Received on September 4 2006

Population analysis of open clusters: radii and mass segregation

AuthorsE. Schilbach (1), N.V. Kharchenko (1,2,4), A.E. Piskunov (1,3,4), S. Röser (1) and R.-D. Scholz (4)
(1) Astronomisches Rechen-Institut, Mönchhofstraβe 12-14, D-69120 Heidelberg, Germany
(2) Main Astronomical Observatory, 27 Academica Zabolotnogo Str., 03680 Kiev, Ukraine
(3) Institute of Astronomy of the Russian Acad. Sci., 48 Pyatnitskaya Str., Moscow 109017, Russia
(4) Astrophysikalisches Institut Potsdam, An der Sternwarte 16, D-14482 Potsdam, Germany
Accepted byAstronomy & Astrophysics


Based on our well-determined sample of open clusters in the all-sky catalogue ASCC-2.5 we derive new linear sizes of some 600 clusters, and investigate the effect of mass segregation of stars in open clusters. Using statistical methods, we study the distribution of linear sizes as a function of spatial position and cluster age. We also examine statistically the distribution of stars of different masses within clusters as a function of the cluster age. No significant dependence of the cluster size on location in the Galaxy is detected for younger clusters (< 200 Myr), whereas older clusters inside the solar orbit turned out to be, on average, smaller than outside.

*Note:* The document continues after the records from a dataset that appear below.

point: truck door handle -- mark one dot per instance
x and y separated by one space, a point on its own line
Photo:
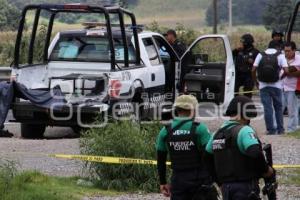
152 77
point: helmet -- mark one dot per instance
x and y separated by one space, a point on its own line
247 39
186 102
277 32
242 105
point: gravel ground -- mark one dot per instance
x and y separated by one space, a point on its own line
30 154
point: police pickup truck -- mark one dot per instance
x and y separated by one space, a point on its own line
112 68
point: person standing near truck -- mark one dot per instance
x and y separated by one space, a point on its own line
177 45
277 37
185 140
236 153
267 70
290 79
244 57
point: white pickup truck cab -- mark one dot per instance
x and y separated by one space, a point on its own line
115 71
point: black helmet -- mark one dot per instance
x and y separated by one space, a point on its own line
277 32
241 105
247 39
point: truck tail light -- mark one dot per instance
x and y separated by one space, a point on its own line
115 88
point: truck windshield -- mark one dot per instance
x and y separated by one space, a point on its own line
89 49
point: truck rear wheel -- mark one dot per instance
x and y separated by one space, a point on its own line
32 131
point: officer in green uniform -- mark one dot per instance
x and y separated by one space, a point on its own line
185 140
238 159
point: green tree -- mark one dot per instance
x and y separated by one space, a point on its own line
277 13
244 12
9 16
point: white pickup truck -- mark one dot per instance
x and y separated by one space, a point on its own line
103 69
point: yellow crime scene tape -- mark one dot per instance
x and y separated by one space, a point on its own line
119 160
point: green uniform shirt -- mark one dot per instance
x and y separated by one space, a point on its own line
246 138
201 131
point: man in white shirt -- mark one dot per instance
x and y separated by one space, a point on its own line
289 85
267 69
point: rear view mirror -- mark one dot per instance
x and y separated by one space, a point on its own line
200 59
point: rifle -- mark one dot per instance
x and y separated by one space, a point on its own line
270 183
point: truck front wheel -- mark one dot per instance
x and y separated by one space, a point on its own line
32 131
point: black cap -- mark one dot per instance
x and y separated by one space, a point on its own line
243 106
277 32
171 32
247 39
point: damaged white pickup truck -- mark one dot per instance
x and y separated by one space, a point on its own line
111 69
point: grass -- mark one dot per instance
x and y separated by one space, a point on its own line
295 134
34 185
191 13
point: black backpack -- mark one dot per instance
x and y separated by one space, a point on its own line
268 68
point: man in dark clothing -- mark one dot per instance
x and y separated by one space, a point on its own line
185 140
244 57
236 153
178 46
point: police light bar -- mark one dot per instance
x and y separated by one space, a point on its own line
65 6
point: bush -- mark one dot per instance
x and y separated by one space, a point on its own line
8 171
122 139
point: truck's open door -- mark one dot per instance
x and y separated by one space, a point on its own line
207 70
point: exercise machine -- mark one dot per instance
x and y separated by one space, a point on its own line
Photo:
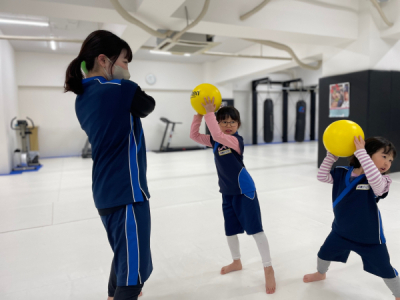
25 159
87 150
167 148
285 87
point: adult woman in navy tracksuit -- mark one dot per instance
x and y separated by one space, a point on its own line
109 108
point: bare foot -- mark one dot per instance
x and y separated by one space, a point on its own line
317 276
235 266
270 280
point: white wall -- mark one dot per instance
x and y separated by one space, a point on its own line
41 77
8 106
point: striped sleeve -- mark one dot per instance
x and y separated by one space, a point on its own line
324 174
379 183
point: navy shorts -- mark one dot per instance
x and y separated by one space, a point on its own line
375 257
128 231
241 214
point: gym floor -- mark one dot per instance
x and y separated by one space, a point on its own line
53 244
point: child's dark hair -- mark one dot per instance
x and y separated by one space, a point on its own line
228 111
373 145
98 42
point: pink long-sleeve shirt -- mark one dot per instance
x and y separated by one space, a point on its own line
379 183
218 136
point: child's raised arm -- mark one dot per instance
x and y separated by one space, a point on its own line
203 139
324 172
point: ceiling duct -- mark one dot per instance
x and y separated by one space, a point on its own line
191 43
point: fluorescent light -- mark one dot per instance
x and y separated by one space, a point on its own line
53 45
22 22
160 52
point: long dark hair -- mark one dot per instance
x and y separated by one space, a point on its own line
373 145
98 42
226 112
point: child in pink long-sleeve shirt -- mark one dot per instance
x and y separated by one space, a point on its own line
357 226
239 197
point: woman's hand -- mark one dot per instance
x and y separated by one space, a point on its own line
209 104
359 142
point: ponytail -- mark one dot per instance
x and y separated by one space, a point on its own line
98 42
73 77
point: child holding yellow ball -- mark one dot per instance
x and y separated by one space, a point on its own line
358 225
240 204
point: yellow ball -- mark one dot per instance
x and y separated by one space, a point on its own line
202 91
338 137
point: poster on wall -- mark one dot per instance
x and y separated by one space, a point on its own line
339 100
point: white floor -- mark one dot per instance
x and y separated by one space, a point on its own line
53 244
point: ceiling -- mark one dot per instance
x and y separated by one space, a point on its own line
312 22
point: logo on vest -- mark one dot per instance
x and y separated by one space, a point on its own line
224 150
363 187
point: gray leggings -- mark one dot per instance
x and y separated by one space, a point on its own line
392 283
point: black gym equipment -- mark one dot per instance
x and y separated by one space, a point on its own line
87 150
167 148
268 120
300 121
26 159
285 85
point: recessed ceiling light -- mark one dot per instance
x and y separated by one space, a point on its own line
160 52
24 22
53 45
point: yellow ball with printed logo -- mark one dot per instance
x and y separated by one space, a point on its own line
338 137
202 91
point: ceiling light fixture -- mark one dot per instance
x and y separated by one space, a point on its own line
160 52
53 45
24 22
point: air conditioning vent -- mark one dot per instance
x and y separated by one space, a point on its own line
192 43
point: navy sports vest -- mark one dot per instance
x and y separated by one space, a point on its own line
232 174
117 139
357 216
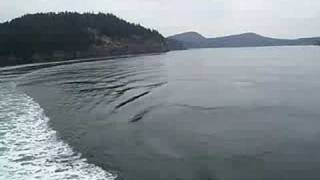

Also, small old clusters are preferentially found close to the Galactic plane, whereas larger ones more frequently live farther away from the plane and at larger Galactocentric distances. For clusters with (V - MV) < 10.5, a clear dependence of the apparent radius on age has been detected: the cluster radii decrease by a factor of about 2 from an age of 10 Myr to an age of 1 Gyr. A detailed analysis shows that this observed effect can be explained by mass segregation and does not necessarily reflect a real decrease of cluster radii. We found evidence for the latter for the majority of clusters older than 30 Myr. Among the youngest clusters (between 5 and 30 Myr), there are some clusters with a significant grade of mass segregation, whereas some others show no segregation at all. At a cluster age between 50 and 100 Myrs, the distribution of stars of different masses becomes more regular over cluster area. In older clusters the evolution of the massive stars is the most prominent effect we observe.